Поэтому я и любила читать. На других уроках так выпадать не удавалось. Математика била по голове каждый раз, когда я пыталась решать примеры и задачи. Цифры так реальны. Вот они – на доске. Умножь их и получи новую реальность. А потом еще одну. И еще.
Я не хотела плодить реальности. Поэтому моя тройка по математике была постоянна и незыблема. Как и неприязнь математички ко мне. Она умела вышвыривать меня из фантазий так же хлестко, как мама.
– Алиса опять в стране чудес. Эй, не витай в облаках! Ну, посмотрите на нее.
А что на меня смотреть? Как будто можно увидеть что-то новое. Все та же Алиса. Все то же окно, куда я смотрю и представляю себя птицей.
– Что из тебя вырастет, дорогуша?
Ну, Елена Викторовна, смотрите. Из меня выросло «что-то».
Держащее в руках подарочный сертификат на пять визитов к психологу.
***
Я оторвала глаза от конверта. Посмотрела на сестру. Все та же улыбка, что и с утра. Жалость, жалость, жалость.
Я больше не могла сдерживаться, вдоволь уже наигралась в вежливость. Мгновение – и конверт полетел на стол. Приземлился аккурат на салат «Оливье», задев одним из уголков горошину.
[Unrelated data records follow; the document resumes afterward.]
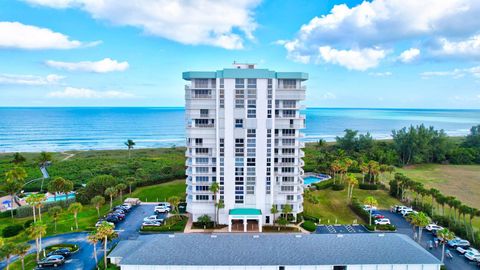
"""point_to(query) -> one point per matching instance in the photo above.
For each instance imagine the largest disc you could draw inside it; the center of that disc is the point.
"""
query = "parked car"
(161, 209)
(463, 250)
(458, 242)
(378, 216)
(153, 218)
(112, 219)
(55, 260)
(151, 223)
(382, 221)
(399, 208)
(367, 207)
(99, 222)
(431, 227)
(65, 252)
(408, 211)
(473, 256)
(165, 205)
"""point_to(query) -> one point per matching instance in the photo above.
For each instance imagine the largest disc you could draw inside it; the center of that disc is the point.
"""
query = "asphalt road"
(457, 263)
(83, 258)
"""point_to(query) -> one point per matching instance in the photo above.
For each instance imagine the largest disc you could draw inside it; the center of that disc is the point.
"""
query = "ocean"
(62, 129)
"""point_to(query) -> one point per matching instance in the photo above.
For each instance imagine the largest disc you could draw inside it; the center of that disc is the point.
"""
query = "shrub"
(367, 186)
(12, 230)
(324, 184)
(338, 187)
(27, 223)
(309, 226)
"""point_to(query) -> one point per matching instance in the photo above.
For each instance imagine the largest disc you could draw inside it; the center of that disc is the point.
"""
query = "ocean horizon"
(33, 129)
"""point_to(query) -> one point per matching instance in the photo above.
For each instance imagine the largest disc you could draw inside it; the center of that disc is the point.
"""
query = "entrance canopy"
(251, 219)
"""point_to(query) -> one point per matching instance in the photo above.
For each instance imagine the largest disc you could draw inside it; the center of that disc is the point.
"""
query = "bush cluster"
(368, 186)
(309, 226)
(12, 230)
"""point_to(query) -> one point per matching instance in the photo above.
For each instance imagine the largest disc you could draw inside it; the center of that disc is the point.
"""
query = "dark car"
(65, 252)
(112, 218)
(55, 260)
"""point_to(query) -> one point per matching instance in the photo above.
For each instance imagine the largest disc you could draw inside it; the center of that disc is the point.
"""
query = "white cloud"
(328, 95)
(85, 93)
(207, 22)
(352, 59)
(102, 66)
(409, 55)
(384, 24)
(380, 74)
(455, 73)
(30, 79)
(22, 36)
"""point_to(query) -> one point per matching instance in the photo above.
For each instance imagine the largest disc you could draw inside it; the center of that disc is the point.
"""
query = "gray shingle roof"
(272, 249)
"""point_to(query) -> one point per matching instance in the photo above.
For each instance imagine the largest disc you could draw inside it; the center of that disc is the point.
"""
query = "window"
(201, 83)
(252, 83)
(203, 112)
(289, 84)
(239, 83)
(239, 123)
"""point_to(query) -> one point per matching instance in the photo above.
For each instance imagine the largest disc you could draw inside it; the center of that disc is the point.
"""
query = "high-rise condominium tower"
(243, 132)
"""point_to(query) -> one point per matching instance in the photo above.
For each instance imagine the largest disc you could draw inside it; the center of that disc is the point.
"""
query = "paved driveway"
(83, 259)
(457, 263)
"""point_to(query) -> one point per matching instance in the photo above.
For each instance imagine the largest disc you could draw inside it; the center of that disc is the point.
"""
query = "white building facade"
(244, 132)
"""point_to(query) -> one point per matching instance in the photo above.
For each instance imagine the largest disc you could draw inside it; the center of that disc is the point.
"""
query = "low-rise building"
(363, 251)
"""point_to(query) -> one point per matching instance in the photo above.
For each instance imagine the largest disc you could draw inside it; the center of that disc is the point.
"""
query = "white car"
(463, 250)
(405, 212)
(151, 223)
(161, 209)
(367, 207)
(431, 227)
(472, 256)
(153, 218)
(382, 221)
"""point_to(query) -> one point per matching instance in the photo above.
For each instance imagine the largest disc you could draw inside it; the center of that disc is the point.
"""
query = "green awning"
(245, 212)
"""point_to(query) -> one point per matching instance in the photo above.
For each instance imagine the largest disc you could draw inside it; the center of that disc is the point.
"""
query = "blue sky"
(394, 54)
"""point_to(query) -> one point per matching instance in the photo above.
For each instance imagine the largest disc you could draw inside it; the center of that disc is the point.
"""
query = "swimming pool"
(314, 178)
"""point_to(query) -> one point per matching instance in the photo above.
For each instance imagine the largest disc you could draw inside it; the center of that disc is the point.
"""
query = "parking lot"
(341, 229)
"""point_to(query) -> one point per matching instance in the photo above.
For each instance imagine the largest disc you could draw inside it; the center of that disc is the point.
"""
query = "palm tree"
(420, 220)
(21, 250)
(364, 170)
(92, 238)
(7, 251)
(98, 201)
(104, 232)
(129, 143)
(18, 158)
(214, 188)
(274, 212)
(286, 210)
(372, 202)
(36, 230)
(130, 181)
(446, 236)
(352, 181)
(14, 181)
(55, 186)
(174, 200)
(121, 187)
(39, 204)
(44, 158)
(54, 212)
(75, 208)
(111, 192)
(67, 188)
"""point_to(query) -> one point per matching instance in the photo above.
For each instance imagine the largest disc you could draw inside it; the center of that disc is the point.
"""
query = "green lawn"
(161, 192)
(333, 205)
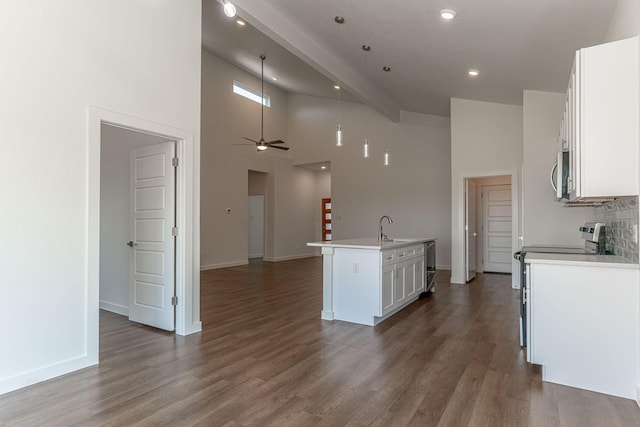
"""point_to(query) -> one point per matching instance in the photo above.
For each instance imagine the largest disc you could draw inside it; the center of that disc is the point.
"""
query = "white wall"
(545, 221)
(65, 56)
(296, 208)
(625, 21)
(114, 214)
(486, 139)
(289, 194)
(413, 190)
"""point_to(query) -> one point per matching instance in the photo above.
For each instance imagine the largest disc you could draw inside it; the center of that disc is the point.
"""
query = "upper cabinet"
(600, 122)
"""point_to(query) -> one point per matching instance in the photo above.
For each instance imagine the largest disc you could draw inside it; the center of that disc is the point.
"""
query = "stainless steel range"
(593, 234)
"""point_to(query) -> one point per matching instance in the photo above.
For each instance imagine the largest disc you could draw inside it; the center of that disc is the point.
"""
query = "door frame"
(187, 220)
(457, 222)
(483, 214)
(249, 255)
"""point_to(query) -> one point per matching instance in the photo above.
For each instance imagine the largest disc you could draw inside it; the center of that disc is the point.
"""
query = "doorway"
(490, 225)
(256, 227)
(187, 278)
(116, 145)
(256, 230)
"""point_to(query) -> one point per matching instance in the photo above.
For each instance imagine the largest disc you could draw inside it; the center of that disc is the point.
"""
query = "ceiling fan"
(262, 145)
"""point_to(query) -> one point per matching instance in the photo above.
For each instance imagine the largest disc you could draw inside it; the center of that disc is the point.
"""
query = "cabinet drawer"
(401, 254)
(388, 257)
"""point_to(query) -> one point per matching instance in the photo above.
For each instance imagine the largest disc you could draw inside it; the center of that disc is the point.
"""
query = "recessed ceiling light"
(229, 9)
(447, 14)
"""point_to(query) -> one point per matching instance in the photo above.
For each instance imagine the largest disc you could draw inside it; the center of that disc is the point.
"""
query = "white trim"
(289, 257)
(187, 220)
(223, 265)
(25, 379)
(123, 310)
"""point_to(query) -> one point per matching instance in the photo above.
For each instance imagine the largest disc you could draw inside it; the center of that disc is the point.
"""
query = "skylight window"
(250, 93)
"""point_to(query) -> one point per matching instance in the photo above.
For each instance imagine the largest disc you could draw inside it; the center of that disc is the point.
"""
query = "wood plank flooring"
(265, 358)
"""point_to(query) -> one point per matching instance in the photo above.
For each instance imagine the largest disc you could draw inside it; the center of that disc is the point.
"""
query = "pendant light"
(339, 20)
(339, 128)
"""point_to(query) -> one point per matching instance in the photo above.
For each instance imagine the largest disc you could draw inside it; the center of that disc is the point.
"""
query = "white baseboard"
(290, 257)
(223, 265)
(114, 308)
(457, 280)
(45, 373)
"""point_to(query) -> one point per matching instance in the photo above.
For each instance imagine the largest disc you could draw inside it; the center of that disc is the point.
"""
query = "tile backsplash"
(621, 218)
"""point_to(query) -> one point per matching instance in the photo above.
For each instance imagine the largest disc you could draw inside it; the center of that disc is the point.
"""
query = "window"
(251, 94)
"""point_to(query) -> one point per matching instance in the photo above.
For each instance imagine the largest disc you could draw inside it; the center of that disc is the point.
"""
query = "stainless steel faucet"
(381, 235)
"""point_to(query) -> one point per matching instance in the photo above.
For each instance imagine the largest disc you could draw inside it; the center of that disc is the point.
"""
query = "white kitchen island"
(366, 280)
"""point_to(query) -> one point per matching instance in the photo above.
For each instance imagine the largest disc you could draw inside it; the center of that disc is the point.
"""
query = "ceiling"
(515, 45)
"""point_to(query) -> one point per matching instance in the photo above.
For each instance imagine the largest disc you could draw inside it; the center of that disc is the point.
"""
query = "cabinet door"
(386, 289)
(419, 277)
(410, 279)
(398, 284)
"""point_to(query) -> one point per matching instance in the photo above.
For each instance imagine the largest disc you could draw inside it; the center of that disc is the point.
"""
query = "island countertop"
(372, 243)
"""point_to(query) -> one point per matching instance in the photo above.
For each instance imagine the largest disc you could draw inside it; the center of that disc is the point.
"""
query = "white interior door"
(256, 226)
(152, 233)
(497, 228)
(470, 229)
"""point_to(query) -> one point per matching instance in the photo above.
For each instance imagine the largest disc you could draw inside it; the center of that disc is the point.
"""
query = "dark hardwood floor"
(265, 358)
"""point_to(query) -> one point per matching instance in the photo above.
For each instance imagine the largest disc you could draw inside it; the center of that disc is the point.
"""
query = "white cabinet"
(387, 282)
(402, 278)
(583, 326)
(599, 125)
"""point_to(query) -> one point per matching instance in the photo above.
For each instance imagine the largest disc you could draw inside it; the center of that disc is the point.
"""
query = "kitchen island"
(366, 280)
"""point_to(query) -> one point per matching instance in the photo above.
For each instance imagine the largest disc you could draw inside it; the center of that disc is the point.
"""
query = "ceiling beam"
(282, 31)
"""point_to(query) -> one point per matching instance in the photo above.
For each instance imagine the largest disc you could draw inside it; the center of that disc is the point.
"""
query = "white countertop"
(372, 243)
(613, 261)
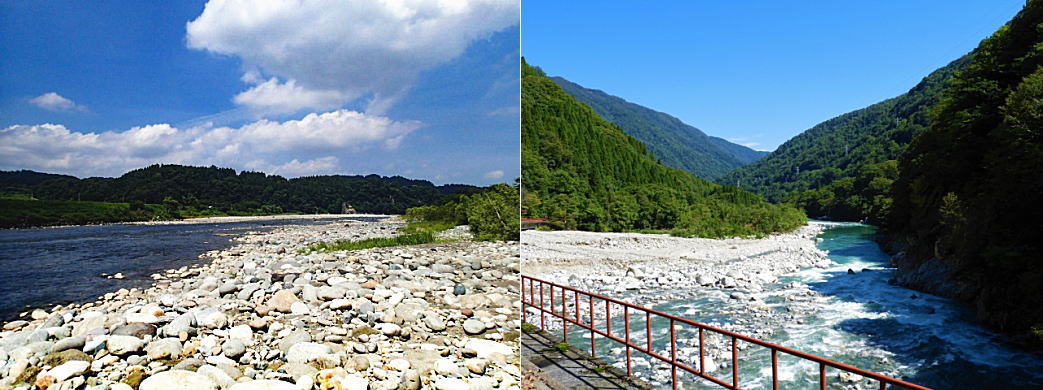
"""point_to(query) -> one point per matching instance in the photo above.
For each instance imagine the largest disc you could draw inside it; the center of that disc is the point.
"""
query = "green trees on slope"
(841, 168)
(674, 143)
(585, 173)
(969, 190)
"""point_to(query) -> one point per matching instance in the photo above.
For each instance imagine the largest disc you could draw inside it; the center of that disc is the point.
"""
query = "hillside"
(583, 172)
(843, 168)
(674, 143)
(218, 191)
(967, 214)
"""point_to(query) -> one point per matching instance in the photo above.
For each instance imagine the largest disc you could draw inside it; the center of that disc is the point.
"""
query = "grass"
(24, 213)
(430, 226)
(409, 239)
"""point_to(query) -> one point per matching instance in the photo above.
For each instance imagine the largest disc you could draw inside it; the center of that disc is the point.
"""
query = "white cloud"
(272, 97)
(496, 174)
(263, 145)
(372, 49)
(55, 102)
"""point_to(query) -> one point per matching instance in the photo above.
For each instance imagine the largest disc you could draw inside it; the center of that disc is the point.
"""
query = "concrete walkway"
(546, 368)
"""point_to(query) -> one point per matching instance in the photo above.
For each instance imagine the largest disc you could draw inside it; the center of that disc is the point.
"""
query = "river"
(857, 319)
(43, 267)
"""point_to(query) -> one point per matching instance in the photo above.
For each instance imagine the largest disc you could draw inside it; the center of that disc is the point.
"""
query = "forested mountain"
(224, 190)
(674, 143)
(843, 168)
(967, 209)
(583, 172)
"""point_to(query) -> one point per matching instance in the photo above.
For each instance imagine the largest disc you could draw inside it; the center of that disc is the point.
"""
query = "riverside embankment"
(263, 315)
(822, 289)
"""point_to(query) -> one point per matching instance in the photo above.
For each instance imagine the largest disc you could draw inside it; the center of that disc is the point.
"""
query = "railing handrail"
(823, 362)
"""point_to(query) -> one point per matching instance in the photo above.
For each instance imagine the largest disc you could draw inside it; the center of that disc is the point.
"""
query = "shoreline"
(260, 312)
(225, 219)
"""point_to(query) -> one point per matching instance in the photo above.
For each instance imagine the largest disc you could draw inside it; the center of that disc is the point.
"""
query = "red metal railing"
(532, 287)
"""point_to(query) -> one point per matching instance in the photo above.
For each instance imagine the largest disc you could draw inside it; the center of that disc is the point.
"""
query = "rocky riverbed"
(731, 284)
(263, 315)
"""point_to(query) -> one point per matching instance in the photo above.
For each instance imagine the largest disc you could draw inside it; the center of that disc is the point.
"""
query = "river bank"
(260, 315)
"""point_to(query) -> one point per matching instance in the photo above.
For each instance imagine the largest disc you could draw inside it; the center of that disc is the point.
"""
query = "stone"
(177, 380)
(283, 299)
(485, 348)
(434, 322)
(410, 381)
(234, 348)
(69, 343)
(299, 309)
(446, 367)
(218, 375)
(241, 333)
(211, 318)
(474, 326)
(139, 330)
(451, 384)
(305, 352)
(340, 303)
(477, 366)
(264, 385)
(164, 348)
(121, 345)
(69, 369)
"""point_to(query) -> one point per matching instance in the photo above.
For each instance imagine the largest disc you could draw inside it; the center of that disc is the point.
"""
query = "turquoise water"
(854, 318)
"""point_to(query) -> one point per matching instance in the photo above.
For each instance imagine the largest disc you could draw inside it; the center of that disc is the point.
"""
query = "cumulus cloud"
(262, 145)
(55, 102)
(496, 174)
(333, 52)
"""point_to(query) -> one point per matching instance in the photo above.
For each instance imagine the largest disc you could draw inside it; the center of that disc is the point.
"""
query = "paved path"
(546, 368)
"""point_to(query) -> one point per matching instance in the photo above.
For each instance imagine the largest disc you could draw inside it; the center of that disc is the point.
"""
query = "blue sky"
(755, 72)
(421, 90)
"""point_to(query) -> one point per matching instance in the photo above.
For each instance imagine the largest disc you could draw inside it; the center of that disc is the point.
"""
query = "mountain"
(843, 168)
(583, 172)
(212, 189)
(674, 143)
(967, 216)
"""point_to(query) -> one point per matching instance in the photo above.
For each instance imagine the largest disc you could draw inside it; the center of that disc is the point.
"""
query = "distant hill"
(583, 172)
(843, 168)
(674, 143)
(222, 190)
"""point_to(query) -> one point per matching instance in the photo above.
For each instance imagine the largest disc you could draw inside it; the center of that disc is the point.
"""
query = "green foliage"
(970, 186)
(842, 168)
(584, 172)
(674, 143)
(207, 192)
(25, 213)
(491, 213)
(409, 239)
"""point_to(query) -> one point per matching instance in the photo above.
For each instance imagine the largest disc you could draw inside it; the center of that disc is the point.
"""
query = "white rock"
(177, 380)
(69, 369)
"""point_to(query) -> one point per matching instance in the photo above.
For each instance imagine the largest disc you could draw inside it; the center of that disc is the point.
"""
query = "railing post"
(564, 317)
(542, 314)
(626, 320)
(702, 359)
(524, 316)
(673, 354)
(734, 363)
(593, 347)
(822, 375)
(775, 369)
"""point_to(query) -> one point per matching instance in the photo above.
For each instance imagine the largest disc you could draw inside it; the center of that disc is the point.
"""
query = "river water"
(856, 318)
(43, 267)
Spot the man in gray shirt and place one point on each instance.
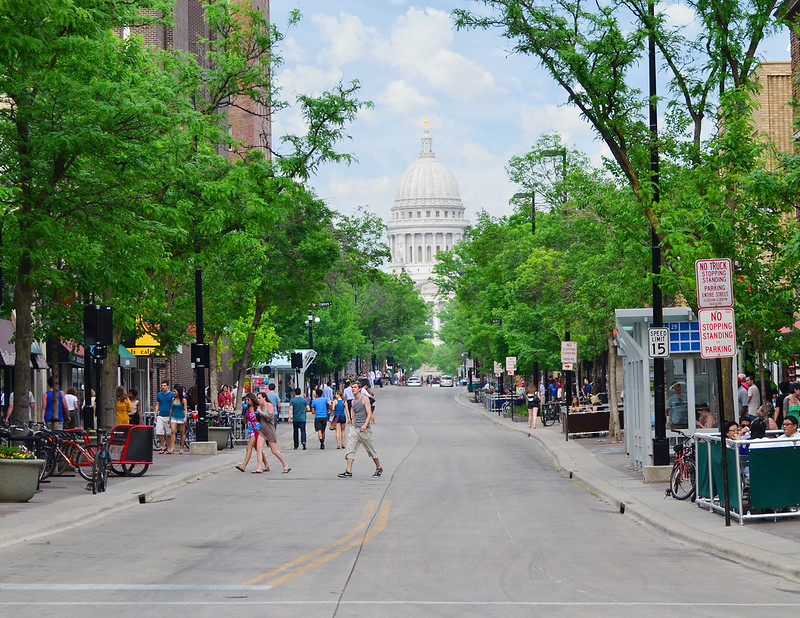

– Алиса, там можно найти хорошего специалиста… – начала сестра.
– Специалиста в чем? – устало поинтересовалась я.
– В мозгах, – голос мамы на секунду сорвался. – Твои мозги, конечно, сложно понять. Но вдруг мозгоправу удастся их вправить.
Мама наконец-то подняла глаза от тарелки. Смотрела не на меня, а на тетю Любу с дядей Сашей. О боже. Ей стыдно. Не передо мной. Перед ними.
– Так это че, Алиска, ты у нас типа тю-тю, получается? Это как в фильмах – будешь на кушетке лежать и рассказывать про сны? Или, упаси Господь, в смирительной рубашке в комнате с мягкими стенами… того?
Смех дяди Саши был разорвавшейся петардой. Громкой, страшной, неожиданной.
– Да, дядя Саша. Только вот я могу до психушки и не доехать.
Я встала, взяла со стола нож и дотронулась пальцем до его лезвия. Недостаточно острое.
Я физически чувствовала напряжение рядом со мной. Серьезно? Они серьезно думают, что я настолько сумасшедшая?
– Расслабьтесь, – выдохнула я, бросила нож на стол и села в кресло. – Мне не идут смирительные рубашки.
Сестра приподнялась и забрала конверт из приятной компании салата «Оливье». Протерла грязный край салфеткой.
– Слушайте, я понимаю – вам сложно принять, что психика тоже может болеть. Что это такие же болезни, как грипп или гастрит, – попыталась снизить градус напряжения сестра.
– Так это получается, я могу больничный на заводе взять потому, что мне сегодня как-то грустно? – гоготнул дядя Саша, но тут же осекся.
Голос подала тетя Люба.
– Ну, наша Алисочка всегда была чуть не от мира сего… Но прям психиатр? Лана, ты точно не ошиблась с подарком?